The CCSDS stack processing ends with Reed-Solomon decoding. However, both HIT satellites and KS-1Q do something interesting. The packets that one gets after Reed-Solomon decoding are not the CSP packets (all these satellites use CSP). Instead, they form part of a KISS stream. The CSP packets are framed inside this stream. This is not a bad idea, as it allows for several things. First, it allows for Reed-Solomon frames to be all the same length, because padding by `0xc0`

bytes at the end of the packet can be used. This works because a KISS stream consisting of `0xc0`

bytes is just idling. The satellites from HIT use a (146,114) shortened code and KS-1Q uses the full (255,223) code. Second, it allows for several small CSP packets to be fitted inside one Reed-Solomon frame. Third, it allows for idle frames consisting only of `0xc0`

bytes to be sent between the useful frames. This is used to maintain a continuous transmission even if there is not enough data to transmit, which simplifies the tracking of the signal. I hear that this is currently being used with BY70-1. Finally, it would allow transmitting CSP packets which are larger than a Reed-Solomon block, although I haven’t seen any satellite doing this. Processing the KISS stream to extract the CSP packets in GNU Radio is easy. We can use “KISS to PDU” from gr-kiss.

KS-1Q also includes a twist of this concept, because after Reed-Solomon decoding each frame has a 3 byte header with the spacecraft ID and type of packet (presumably only one type is in use). After this 3 byte header, the KISS stream follows. The HIT satellites also have a special requirement. Usually the first byte of a KISS frame is a control byte. This is what the standard specifies. However, the HIT satellites use no control byte, so the first byte of the KISS frame is already the first byte of the CSP packet. I have added an option in “KISS to PDU” to account for this.

Below you can see a couple of examples of the processing chain of some decoders in gr-satellites.
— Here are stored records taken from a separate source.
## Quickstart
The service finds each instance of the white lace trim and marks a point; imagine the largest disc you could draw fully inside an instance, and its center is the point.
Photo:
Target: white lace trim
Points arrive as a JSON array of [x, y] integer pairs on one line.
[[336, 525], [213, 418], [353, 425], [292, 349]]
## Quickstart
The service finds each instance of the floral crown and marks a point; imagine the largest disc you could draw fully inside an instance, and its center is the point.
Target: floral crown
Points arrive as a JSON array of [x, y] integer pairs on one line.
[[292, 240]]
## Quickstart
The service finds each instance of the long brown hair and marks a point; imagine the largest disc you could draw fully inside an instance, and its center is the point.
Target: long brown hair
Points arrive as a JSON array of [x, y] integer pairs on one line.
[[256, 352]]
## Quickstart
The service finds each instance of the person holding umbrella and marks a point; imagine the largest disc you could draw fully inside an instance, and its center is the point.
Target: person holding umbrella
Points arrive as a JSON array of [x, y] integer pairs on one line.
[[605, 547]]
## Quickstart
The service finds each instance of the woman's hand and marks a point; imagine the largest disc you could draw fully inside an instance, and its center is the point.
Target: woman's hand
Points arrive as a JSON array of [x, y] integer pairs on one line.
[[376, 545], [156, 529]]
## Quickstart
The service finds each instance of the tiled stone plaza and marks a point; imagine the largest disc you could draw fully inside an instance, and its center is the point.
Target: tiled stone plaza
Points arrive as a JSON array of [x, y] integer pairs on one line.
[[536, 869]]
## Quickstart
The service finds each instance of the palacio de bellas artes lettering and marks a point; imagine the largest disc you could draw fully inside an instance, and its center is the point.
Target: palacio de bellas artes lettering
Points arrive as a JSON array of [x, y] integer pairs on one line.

The advantages that I see in doing the processing in this way versus using the implementation in gr-lilacsat are as follows. First, we are reusing much more code from GNU Radio, so it is easier to track bugs down and do improvements. It is also important to be able to split the whole CCSDS processing stack into well defined hierarchical blocks that can be used for other satellites that may use a similar coding. This eases the maintenance of gr-satellites and makes it easier to support new satellites. Also, it is probably easier for someone who wants to understand how everything works to study this implementation using hierarchical blocks.

Finally, there are some small advantages from the practical point of view. Viterbi decoding is now always done using soft symbols. In contrast, the decoder for LilacSat-2 9k6 FSK telemetry in gr-lilacsat uses hard symbols. Also, the Viterbi decoder from GNU Radio is slightly different to the one used in gr-lilacsat. Both use unsigned bytes for the soft symbols. The decoder in gr-lilacsat maps the range [-1,1] into [0,255], clamping to 0 or 255 everything outside [-1,1]. The decoder in GNU Radio, however, maps [-1,1] into [28,228], clamping to 0 or 255 everything that would fall outside [0,255] using this linear (or rather affine) mapping. I haven’t run any performance test, but this second approach seems more sensible. Another small advantage is that now the threshold for finding the syncword is easy to set. In gr-lilacsat it is hardcoded to 1 bit error at most, which might be too low in some circumstances.

KS-1Q use a FPGA for telemetry & telecommand baseband processing. dual-basis RS(255,223) code uses fewer element in hardware implementation. Lilacsat use a STM32 to encode / decode RS code, which conventional RS code will be faster.